Brazil leads the way at New York’s autumn Latin American sales
Sergio Camargo and Lygia Clark clinch top spots at Sotheby’s and Phillips, while Mexican artist Rufino Tamayo reaches the moon at Christie’s
By Laurie Rojas. Web only
Published online: 26 November 2013
New York’s Latin American art auctions once again took place in the shadow of record-breaking contemporary art sales at the end of November. Nevertheless, the appetite for Brazilian artists continues to grow.
Two works by Brazilian artist Sergio Camargo (1930-90) were the only lots to sell for more than $1m at Sotheby’s evening sale on 20 November. His Untitled (Relief No 289), 1970, sold for $1.3m ($700,000-$900,000) while Untitled (Relief No 21/52), 1964, set a record for the artist, at $2.2m—almost four times its high estimate of $600,000. Overall, Sotheby’s 224-lot sales on 20 to 21 November made $21.3m against its presale estimate of $21.6m-$29.5m.

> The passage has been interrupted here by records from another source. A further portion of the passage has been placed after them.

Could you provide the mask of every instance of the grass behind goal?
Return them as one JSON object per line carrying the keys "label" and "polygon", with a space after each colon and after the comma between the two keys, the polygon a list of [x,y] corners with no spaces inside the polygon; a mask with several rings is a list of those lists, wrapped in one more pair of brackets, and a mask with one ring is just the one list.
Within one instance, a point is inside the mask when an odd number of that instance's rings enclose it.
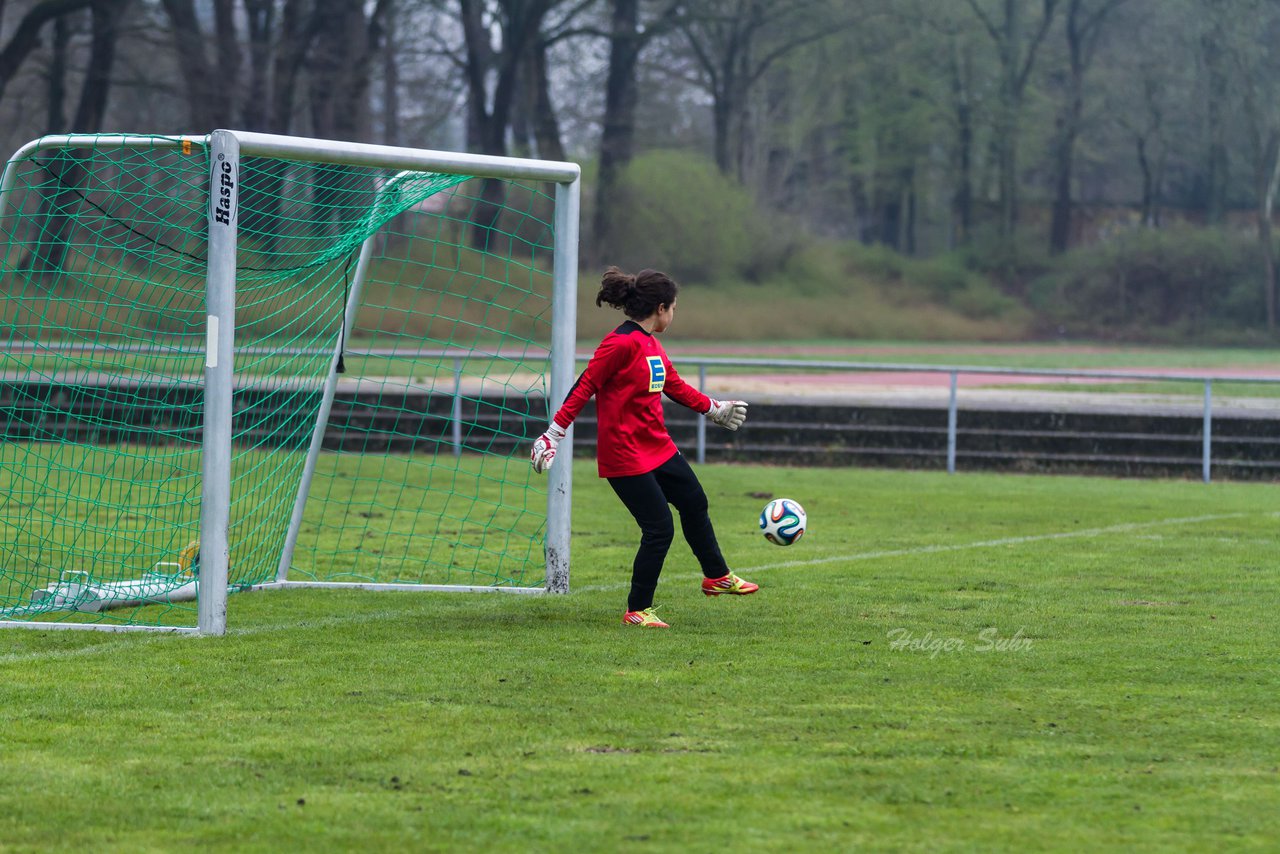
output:
{"label": "grass behind goal", "polygon": [[[14,633],[12,850],[1264,850],[1266,484],[704,466],[731,565],[575,463],[575,592],[237,599],[225,638]],[[804,503],[794,547],[762,493]],[[109,676],[108,676],[109,674]],[[93,684],[87,694],[82,686]],[[205,723],[207,722],[207,723]]]}

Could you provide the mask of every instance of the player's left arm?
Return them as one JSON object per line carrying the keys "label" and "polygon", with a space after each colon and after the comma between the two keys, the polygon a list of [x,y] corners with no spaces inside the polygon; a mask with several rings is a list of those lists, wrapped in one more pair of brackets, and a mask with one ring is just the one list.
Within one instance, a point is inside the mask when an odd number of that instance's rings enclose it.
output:
{"label": "player's left arm", "polygon": [[737,430],[747,420],[747,402],[745,400],[719,401],[707,397],[680,377],[679,371],[664,354],[662,364],[667,371],[667,380],[662,387],[663,393],[694,412],[700,412],[712,422],[727,430]]}

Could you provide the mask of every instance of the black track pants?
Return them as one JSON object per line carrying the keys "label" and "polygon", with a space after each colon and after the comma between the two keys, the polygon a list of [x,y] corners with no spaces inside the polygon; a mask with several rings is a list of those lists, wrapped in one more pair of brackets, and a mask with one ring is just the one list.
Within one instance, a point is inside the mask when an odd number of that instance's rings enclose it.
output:
{"label": "black track pants", "polygon": [[676,454],[648,474],[611,477],[609,485],[640,526],[640,548],[631,570],[627,610],[639,611],[653,604],[662,562],[675,537],[668,504],[680,513],[680,528],[702,566],[702,574],[707,578],[729,574],[707,513],[707,494],[683,454]]}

A Brazilian artist also clinched Phillips’s top spot, when Lygia Clark’s Bicho Invertebrado, 1960, sold for $1.9m on 21 November ($1.2-1.8m). Its sales total was $6.1m.
Meanwhile, the Mexican artist Rufino Tamayo was the top lot at Christie’s when his Women reaching for the Moon, 1946, sold for $1.4m. The painting had been acquired a year after it was completed by the Cleveland Museum of Art, which deaccessioned the piece, along with Roberto Matta’s La Rosa, 1943 (sold for $461,000), to fund future acquisitions. The sales total for Christie’s sales from 19 to 20 November was $18.2m against a presale estimate of $16m-$22m.
While healthy, the combined sales results for all three auction houses are still well below the peak for Latin American art in May 2008, when Sotheby’s made $28.1m and Christie’s set a record for the category with $33.9m.